Quantas coisas não cabem dentro de uma guerra!
1 de Março de 2008… quarenta e três anos depois… Olhão, "Churrasqueira O Franguinho". Paro o carro no estacionamento em frente do
Restaurante onde cerca de trinta senhores, alguns carecas, barrigudos, cabelos
brancos, muitos acompanhados das esposas, filhos e netos, fizeram o favor de
não se sentarem à mesa antes de eu chegar. Eles já não me reconheciam da
mesma forma que eu tive de fazer um grande esforço, maior ou menor conforme os
casos, para descobrir nas feições enrugadas e envelhecidas os jovens que tinha
deixado quarenta e três anos atrás.
Como foi bom abraçá-los ao fim de uma vida, como
sentimos, na sinceridade daqueles abraços, como tinham sido importantes os 27
meses vividos em conjunto em Angola.
Como foi bom descobrir, a pouco e pouco, naquelas rostos já curtidos pela idade, escondidas pelas rugas, cabelos brancos, calvice, os jovenzinhos, companheiros de aventuras de há tantos anos atrás e que tinham ficado a pairar nas nossas memórias.

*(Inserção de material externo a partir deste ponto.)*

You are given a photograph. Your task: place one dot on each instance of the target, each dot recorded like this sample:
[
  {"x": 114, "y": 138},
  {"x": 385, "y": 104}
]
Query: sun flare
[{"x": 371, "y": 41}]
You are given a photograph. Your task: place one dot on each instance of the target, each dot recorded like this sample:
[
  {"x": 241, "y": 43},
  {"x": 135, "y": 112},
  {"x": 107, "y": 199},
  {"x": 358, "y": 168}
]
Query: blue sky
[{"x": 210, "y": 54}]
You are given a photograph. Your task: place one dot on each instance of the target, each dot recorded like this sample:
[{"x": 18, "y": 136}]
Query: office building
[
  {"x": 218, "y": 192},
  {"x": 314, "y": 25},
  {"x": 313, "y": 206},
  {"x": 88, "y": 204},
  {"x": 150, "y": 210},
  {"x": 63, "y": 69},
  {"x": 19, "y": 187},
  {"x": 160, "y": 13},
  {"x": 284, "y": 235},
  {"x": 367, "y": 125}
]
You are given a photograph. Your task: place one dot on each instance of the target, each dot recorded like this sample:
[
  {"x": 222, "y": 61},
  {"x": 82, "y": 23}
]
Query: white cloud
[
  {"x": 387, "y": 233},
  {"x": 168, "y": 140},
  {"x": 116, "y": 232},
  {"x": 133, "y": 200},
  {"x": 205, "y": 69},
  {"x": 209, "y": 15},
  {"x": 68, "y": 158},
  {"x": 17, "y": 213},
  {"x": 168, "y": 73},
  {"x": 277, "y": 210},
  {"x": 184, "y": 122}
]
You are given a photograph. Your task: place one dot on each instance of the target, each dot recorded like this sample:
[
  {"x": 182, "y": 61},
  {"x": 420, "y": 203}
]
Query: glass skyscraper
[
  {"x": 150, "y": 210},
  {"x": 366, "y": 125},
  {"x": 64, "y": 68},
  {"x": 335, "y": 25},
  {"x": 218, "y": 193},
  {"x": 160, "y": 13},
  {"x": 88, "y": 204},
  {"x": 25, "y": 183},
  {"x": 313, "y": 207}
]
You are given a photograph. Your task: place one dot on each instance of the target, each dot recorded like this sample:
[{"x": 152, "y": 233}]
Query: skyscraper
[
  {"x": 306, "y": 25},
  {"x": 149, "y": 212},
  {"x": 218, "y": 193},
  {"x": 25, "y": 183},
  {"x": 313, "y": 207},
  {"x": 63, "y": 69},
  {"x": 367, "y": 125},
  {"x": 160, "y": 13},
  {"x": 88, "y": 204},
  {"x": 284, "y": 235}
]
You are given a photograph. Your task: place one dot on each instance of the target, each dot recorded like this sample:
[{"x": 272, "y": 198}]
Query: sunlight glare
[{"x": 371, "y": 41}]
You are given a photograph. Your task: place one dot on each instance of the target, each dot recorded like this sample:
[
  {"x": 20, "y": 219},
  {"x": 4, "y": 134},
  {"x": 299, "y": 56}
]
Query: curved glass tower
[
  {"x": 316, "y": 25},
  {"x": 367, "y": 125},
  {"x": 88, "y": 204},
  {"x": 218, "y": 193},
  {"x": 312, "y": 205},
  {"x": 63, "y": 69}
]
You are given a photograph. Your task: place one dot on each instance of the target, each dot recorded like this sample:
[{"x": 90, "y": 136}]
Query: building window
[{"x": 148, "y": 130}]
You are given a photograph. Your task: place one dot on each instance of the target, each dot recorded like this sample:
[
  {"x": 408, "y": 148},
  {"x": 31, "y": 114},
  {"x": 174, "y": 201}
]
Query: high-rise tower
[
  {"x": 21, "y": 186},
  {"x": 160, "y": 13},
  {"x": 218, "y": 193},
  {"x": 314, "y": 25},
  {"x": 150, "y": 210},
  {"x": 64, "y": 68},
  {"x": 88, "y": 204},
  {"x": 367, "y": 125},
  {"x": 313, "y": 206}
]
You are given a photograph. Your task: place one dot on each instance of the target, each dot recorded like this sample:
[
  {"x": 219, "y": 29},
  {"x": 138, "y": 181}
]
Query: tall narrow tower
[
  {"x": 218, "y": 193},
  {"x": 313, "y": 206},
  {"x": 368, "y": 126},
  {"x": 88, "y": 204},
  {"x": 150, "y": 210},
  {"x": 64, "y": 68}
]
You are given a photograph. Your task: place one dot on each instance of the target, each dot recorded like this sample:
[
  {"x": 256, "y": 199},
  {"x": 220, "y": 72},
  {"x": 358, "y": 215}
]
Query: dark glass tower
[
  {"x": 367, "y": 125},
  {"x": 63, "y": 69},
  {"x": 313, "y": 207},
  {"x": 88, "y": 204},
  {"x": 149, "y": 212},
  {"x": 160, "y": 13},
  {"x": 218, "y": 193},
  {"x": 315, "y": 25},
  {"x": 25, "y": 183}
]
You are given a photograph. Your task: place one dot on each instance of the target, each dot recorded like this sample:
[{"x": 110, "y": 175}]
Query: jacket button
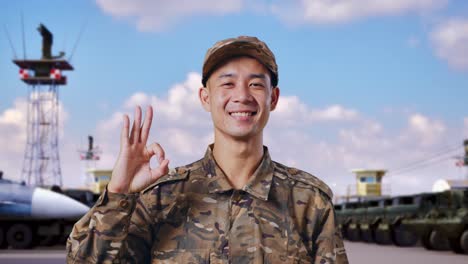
[{"x": 123, "y": 204}]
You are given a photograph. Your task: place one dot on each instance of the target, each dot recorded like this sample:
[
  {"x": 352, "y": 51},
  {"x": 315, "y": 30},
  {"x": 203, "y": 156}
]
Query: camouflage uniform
[{"x": 193, "y": 215}]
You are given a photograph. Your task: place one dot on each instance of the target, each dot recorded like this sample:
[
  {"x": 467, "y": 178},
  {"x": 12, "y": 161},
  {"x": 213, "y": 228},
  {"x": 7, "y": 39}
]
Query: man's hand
[{"x": 132, "y": 171}]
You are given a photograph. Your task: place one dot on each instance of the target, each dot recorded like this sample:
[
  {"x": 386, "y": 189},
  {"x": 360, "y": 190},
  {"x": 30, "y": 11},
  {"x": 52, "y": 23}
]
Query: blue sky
[{"x": 365, "y": 83}]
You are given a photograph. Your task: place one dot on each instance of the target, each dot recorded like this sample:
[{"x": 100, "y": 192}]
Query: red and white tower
[{"x": 41, "y": 164}]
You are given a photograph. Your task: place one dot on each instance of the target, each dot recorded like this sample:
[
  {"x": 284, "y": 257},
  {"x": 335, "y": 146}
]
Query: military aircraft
[{"x": 31, "y": 215}]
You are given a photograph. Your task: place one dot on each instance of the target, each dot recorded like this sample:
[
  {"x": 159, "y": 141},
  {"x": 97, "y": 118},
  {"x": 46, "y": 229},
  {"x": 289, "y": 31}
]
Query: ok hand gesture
[{"x": 132, "y": 171}]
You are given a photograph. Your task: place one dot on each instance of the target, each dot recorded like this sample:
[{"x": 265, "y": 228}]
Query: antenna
[
  {"x": 22, "y": 30},
  {"x": 78, "y": 40},
  {"x": 11, "y": 43}
]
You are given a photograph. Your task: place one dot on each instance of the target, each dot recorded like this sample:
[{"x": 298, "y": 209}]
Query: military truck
[{"x": 439, "y": 220}]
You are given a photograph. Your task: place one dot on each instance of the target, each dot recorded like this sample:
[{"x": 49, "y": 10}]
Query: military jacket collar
[{"x": 258, "y": 185}]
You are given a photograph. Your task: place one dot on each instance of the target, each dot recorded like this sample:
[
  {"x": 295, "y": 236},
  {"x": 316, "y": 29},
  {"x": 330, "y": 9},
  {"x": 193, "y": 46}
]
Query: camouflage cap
[{"x": 240, "y": 46}]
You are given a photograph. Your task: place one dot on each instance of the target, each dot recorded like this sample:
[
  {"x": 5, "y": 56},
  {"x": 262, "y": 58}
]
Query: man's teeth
[{"x": 241, "y": 113}]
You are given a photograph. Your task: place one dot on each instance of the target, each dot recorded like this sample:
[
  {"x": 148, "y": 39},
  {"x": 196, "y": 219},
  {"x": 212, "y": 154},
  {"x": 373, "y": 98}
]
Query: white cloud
[
  {"x": 424, "y": 129},
  {"x": 13, "y": 131},
  {"x": 342, "y": 11},
  {"x": 450, "y": 41},
  {"x": 297, "y": 135},
  {"x": 413, "y": 42},
  {"x": 156, "y": 15},
  {"x": 291, "y": 111},
  {"x": 334, "y": 112}
]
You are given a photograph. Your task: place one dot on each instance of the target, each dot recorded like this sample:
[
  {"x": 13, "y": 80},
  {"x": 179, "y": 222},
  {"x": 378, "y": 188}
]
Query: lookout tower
[
  {"x": 41, "y": 164},
  {"x": 369, "y": 182}
]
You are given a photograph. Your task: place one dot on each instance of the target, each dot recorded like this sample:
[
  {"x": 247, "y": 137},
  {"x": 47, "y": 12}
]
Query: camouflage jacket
[{"x": 193, "y": 215}]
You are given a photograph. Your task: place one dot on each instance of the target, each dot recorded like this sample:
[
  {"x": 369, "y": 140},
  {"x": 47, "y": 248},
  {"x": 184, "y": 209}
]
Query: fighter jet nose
[{"x": 48, "y": 204}]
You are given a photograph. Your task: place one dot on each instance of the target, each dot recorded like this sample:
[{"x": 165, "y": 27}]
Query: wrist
[{"x": 116, "y": 188}]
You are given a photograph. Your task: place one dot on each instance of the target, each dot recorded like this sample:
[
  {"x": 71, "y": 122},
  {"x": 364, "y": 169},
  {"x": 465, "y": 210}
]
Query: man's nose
[{"x": 242, "y": 93}]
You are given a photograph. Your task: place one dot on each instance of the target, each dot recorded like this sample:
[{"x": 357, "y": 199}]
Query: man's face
[{"x": 240, "y": 97}]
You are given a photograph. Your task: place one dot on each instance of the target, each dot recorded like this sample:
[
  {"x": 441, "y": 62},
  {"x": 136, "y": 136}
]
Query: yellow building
[{"x": 369, "y": 182}]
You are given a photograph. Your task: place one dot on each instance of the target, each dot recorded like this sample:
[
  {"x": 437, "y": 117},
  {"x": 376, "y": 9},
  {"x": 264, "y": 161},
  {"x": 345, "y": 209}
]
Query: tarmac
[{"x": 360, "y": 253}]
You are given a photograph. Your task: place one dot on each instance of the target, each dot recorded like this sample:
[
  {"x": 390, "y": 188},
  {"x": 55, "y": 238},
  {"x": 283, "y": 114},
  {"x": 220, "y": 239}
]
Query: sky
[{"x": 364, "y": 83}]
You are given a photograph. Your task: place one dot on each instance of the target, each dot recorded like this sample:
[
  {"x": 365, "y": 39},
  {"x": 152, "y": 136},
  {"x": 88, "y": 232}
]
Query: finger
[
  {"x": 156, "y": 149},
  {"x": 124, "y": 132},
  {"x": 147, "y": 124},
  {"x": 135, "y": 134},
  {"x": 161, "y": 170}
]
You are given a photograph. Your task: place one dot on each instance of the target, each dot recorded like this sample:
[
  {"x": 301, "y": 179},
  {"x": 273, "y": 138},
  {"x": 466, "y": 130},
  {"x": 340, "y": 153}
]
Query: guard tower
[
  {"x": 369, "y": 182},
  {"x": 41, "y": 164}
]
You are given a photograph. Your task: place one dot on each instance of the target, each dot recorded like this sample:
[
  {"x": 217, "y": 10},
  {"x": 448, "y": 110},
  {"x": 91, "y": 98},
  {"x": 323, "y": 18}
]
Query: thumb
[{"x": 161, "y": 170}]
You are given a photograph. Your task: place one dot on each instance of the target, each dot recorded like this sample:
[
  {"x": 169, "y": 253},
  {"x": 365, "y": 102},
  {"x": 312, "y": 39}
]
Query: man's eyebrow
[
  {"x": 257, "y": 75},
  {"x": 226, "y": 75}
]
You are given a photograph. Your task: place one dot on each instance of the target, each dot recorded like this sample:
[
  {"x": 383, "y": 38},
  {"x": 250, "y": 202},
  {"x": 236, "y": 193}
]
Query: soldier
[{"x": 235, "y": 205}]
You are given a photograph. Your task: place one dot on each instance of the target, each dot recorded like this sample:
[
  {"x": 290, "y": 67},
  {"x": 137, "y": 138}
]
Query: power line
[
  {"x": 445, "y": 151},
  {"x": 438, "y": 157},
  {"x": 9, "y": 40}
]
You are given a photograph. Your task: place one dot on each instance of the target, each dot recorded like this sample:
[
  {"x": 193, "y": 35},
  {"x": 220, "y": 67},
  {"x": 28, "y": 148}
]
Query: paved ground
[
  {"x": 359, "y": 253},
  {"x": 362, "y": 253}
]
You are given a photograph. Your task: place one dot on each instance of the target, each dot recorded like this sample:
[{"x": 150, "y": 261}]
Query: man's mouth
[{"x": 242, "y": 114}]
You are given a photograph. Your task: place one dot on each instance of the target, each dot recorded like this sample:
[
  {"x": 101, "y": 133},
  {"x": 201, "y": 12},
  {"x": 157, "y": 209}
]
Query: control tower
[{"x": 41, "y": 164}]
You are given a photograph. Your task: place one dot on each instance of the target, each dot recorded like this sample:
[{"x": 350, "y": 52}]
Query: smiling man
[{"x": 235, "y": 205}]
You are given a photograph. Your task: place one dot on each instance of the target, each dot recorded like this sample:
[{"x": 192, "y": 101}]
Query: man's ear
[
  {"x": 204, "y": 96},
  {"x": 274, "y": 98}
]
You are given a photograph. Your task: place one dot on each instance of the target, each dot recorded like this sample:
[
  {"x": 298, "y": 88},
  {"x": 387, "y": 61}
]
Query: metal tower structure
[
  {"x": 89, "y": 158},
  {"x": 41, "y": 164}
]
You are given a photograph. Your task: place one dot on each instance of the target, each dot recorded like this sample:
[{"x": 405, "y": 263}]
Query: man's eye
[{"x": 258, "y": 85}]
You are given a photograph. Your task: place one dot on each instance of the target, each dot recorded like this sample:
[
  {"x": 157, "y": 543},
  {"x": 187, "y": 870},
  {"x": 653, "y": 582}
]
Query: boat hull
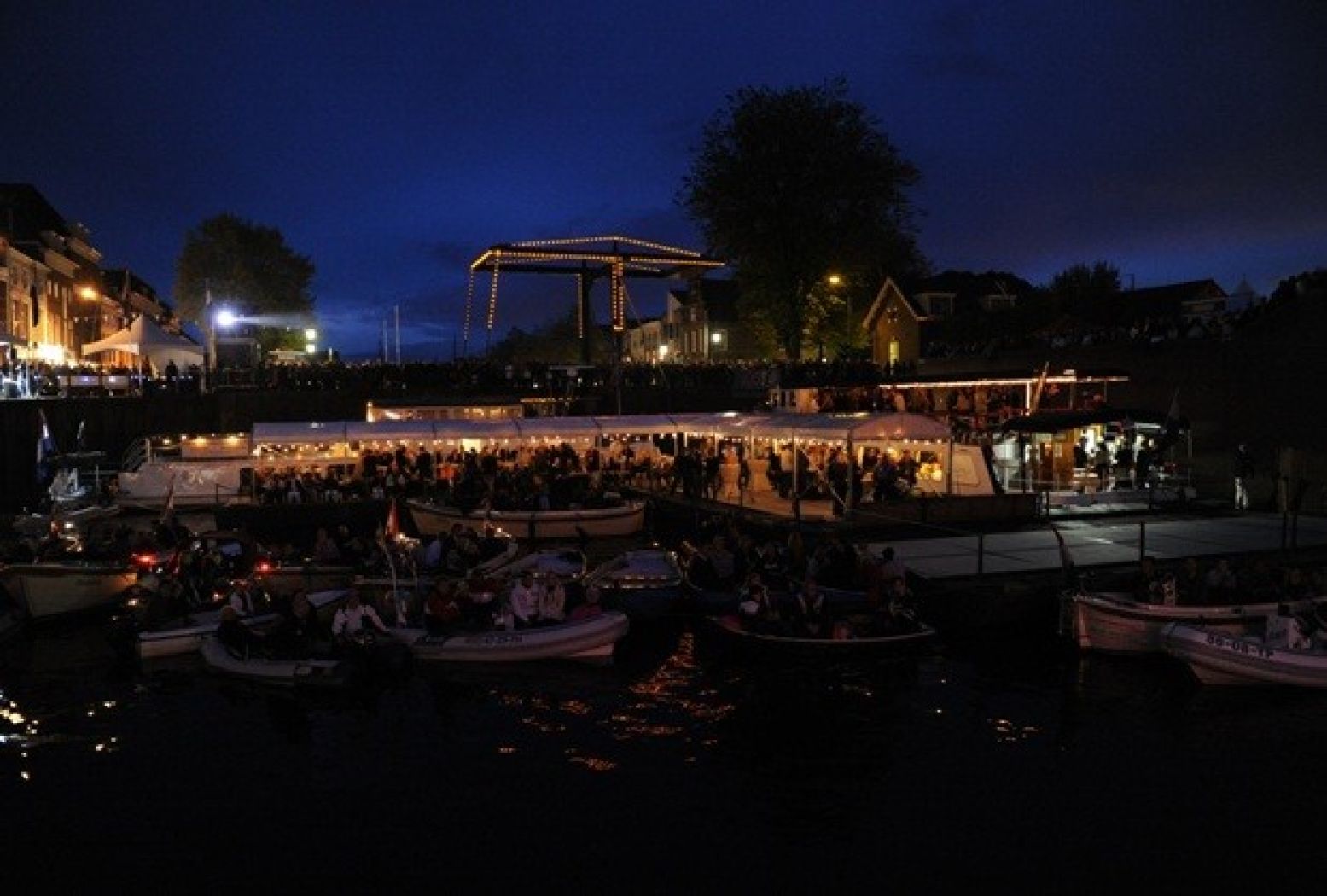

Como foi bom descobrir a existência de um novo laço de
afinidade entre as pessoas que tem a ver com o passado, um certo passado…que
hoje me parece ter sido, fundamentalmente, uma aventura de jovens, em cenários surpreendentes
de beleza e exotismo, que teve riscos de vida, momentos de entreajuda, outros
de cumplicidade mas muitos, mesmo muitos, de uma enorme naturalidade, sem
stress ou preocupações, como foram todos aqueles que vivi no Lumbala, nas
margens do Rio Zambeze, onde aprendi a nadar pela simples circunstância de que
as águas subiram na altura das chuvas e eu fiquei sem pé no local onde me banhava com os meus
camaradas.
O crocodilo que meses mais tarde me foi dado conhecer
e que connosco partilhava aquela zona do rio, ainda que apanhando sol na
outra margem, só veio provar que o mundo, sendo pequeno, dá para todos…mas a
partir desse dia cada um no seu lugar, ele, no rio, nós fora dele.
Deixei a promessa de que estaria presente em todos
os almoços anuais com os meus “irmãos” da guerra de Angola na esperança de que
eles aconteçam ainda durante muitos anos e de que me seja dada a oportunidade
de abraçar muitos outros que não estiveram presentes daquela vez. E assim tem sido desde aquele ano de 2008.